The limitations of this study include the merging of three distinct patient cohorts into one group over a large study time period. We compared the baseline demographic and clinical profiles of patients at both institutions (Supporting Table S3). The cohort from New Delhi compared with that from London was younger (43 versus 55, P < 0.001), comprised more male subjects (76.6% versus 65.7%, P = 0.008), had a greater incidence of hepatitis B–induced cirrhosis (19.6% versus 8%, P < 0.001), had higher MELD and Child-Pugh scores (29 versus 20 and 12 versus 9, respectively; P < 0.001), and comprised a greater incidence of ACLF patients (69.1% versus 51.7%, P < 0.001). Therefore, it was not surprising that there were significant differences in baseline ammonia values (91 versus 65 µmol/L, respectively; P < 0.001). Despite these potential limitations, the data were collected prospectively and contain a large number of patients with ACLF, which allows evaluation of the relationship between ammonia levels and organ failures. Although we combined results of venous and arterial ammonia, previous studies have shown no significant differences between venous and arterial ammonia values with respect to HE.2 Venous blood sampling was only performed in the minimal hepatic encephalopathy cohort due to ethical considerations. Renal replacement therapy such as continuous venovenous hemofiltration was used where required for patients with renal failure and can lead to a reduction in plasma ammonia. This is a potential confounding factor when assessing survival. However, renal failure (thus use of renal support) was higher in nonsurvivors (38%) compared to survivors (13%). Therefore, the use of renal replacement therapy would only potentially confound by decreasing the strength of any relationship between hyperammonemia and mortality. The fact that statistical significance exists between hyperammonemia and survival in this study despite a potential negative confounding bias only serves to strengthen the conclusions of the study.
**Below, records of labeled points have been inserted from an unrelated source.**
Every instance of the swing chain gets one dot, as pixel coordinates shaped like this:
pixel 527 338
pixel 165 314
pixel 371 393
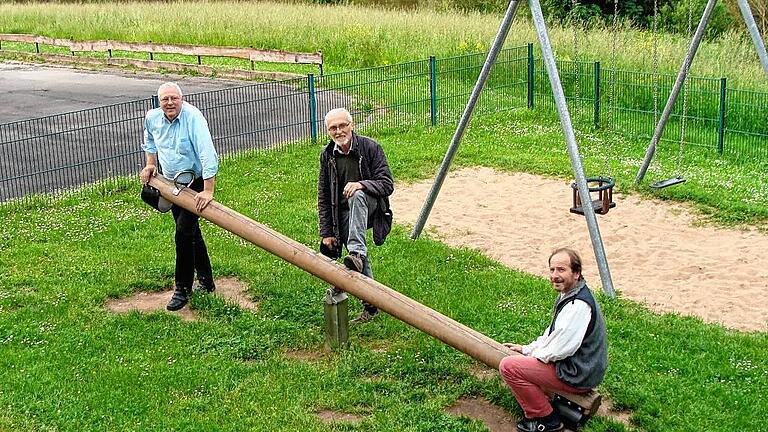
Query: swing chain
pixel 577 89
pixel 685 96
pixel 611 95
pixel 655 56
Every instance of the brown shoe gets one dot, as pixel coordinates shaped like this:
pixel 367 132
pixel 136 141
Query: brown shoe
pixel 355 262
pixel 364 317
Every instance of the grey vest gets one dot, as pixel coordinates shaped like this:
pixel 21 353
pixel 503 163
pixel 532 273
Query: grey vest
pixel 586 367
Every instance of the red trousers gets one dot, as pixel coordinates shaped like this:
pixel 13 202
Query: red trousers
pixel 527 377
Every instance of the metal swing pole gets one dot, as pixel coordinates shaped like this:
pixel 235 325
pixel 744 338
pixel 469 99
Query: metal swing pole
pixel 749 20
pixel 498 43
pixel 573 148
pixel 686 66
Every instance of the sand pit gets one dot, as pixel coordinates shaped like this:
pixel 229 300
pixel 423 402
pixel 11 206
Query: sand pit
pixel 655 253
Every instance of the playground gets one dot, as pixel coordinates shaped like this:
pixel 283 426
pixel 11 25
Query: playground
pixel 658 254
pixel 86 345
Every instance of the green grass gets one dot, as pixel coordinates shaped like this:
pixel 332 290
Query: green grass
pixel 69 365
pixel 370 36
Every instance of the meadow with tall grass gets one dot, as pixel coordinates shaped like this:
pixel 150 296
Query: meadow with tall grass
pixel 354 36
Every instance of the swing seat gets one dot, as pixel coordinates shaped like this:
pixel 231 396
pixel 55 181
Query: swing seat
pixel 668 182
pixel 604 202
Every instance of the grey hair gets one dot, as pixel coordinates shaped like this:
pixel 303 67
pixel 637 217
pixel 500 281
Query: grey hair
pixel 337 111
pixel 169 84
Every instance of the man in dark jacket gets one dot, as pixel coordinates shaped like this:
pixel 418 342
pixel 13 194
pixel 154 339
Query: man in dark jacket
pixel 353 192
pixel 570 356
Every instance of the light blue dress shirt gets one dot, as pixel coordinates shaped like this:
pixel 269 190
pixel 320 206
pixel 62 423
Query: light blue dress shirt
pixel 182 144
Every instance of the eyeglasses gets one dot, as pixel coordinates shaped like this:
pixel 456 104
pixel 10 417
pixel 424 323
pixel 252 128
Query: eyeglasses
pixel 166 99
pixel 338 127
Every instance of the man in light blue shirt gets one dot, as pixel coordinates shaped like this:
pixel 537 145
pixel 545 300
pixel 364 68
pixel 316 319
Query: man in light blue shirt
pixel 177 139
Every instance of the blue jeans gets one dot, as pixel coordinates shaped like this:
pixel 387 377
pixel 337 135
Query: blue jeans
pixel 191 252
pixel 353 225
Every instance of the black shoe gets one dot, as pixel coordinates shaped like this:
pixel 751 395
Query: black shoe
pixel 205 287
pixel 355 262
pixel 179 299
pixel 365 316
pixel 541 424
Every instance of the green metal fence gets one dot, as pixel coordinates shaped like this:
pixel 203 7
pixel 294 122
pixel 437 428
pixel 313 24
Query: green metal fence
pixel 427 92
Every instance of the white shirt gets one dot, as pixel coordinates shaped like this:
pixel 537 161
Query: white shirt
pixel 566 337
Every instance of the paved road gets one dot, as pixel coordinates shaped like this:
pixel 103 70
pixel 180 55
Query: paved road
pixel 74 144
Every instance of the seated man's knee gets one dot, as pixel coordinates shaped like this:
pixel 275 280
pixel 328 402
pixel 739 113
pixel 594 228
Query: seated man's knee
pixel 359 195
pixel 510 365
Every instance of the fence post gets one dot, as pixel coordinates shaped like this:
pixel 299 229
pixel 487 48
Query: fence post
pixel 433 89
pixel 597 94
pixel 530 75
pixel 721 123
pixel 312 107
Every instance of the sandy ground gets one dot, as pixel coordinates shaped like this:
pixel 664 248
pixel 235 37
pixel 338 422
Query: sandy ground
pixel 656 254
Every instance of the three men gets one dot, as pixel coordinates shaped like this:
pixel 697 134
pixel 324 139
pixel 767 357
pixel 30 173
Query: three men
pixel 353 192
pixel 177 139
pixel 570 356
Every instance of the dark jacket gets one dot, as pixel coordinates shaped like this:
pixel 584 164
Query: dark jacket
pixel 586 367
pixel 376 177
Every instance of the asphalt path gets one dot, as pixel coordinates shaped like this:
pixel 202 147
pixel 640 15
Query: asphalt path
pixel 52 139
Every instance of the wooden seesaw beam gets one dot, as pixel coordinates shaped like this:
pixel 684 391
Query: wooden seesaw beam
pixel 413 313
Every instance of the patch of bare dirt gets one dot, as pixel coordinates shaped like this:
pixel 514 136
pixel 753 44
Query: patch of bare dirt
pixel 483 372
pixel 495 419
pixel 328 416
pixel 228 288
pixel 303 355
pixel 607 410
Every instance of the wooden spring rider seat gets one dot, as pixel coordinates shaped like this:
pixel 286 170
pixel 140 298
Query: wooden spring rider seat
pixel 603 186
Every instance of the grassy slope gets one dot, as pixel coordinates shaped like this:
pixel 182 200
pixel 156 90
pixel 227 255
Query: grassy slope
pixel 69 365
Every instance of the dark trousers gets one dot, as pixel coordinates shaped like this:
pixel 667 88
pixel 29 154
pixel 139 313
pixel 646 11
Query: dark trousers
pixel 191 252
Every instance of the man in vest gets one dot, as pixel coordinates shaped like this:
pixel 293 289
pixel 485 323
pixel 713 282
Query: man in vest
pixel 353 190
pixel 570 356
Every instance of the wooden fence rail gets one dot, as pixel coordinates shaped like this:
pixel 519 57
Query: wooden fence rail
pixel 252 54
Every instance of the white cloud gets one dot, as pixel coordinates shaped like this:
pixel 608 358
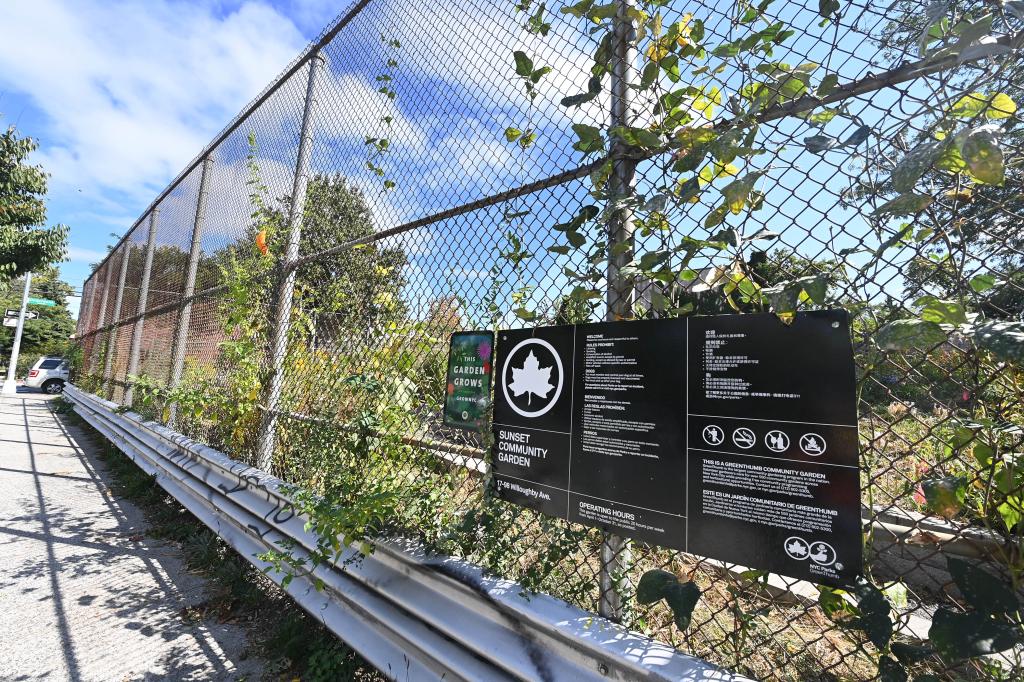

In conclusion, this study supports a role for ammonia as an important toxin that independently defines the risk of organ failures and mortality of patients with cirrhosis with AD and ACLF both with and without HE. Improvement in HE and survival are strongly linked with a lowering of ammonia levels, suggesting that ammonia is a potential therapeutic target to improve not only HE but also other organ failures and survival. Further studies are required to assess whether targeted ammonia lowering can improve the mortality of this patient group.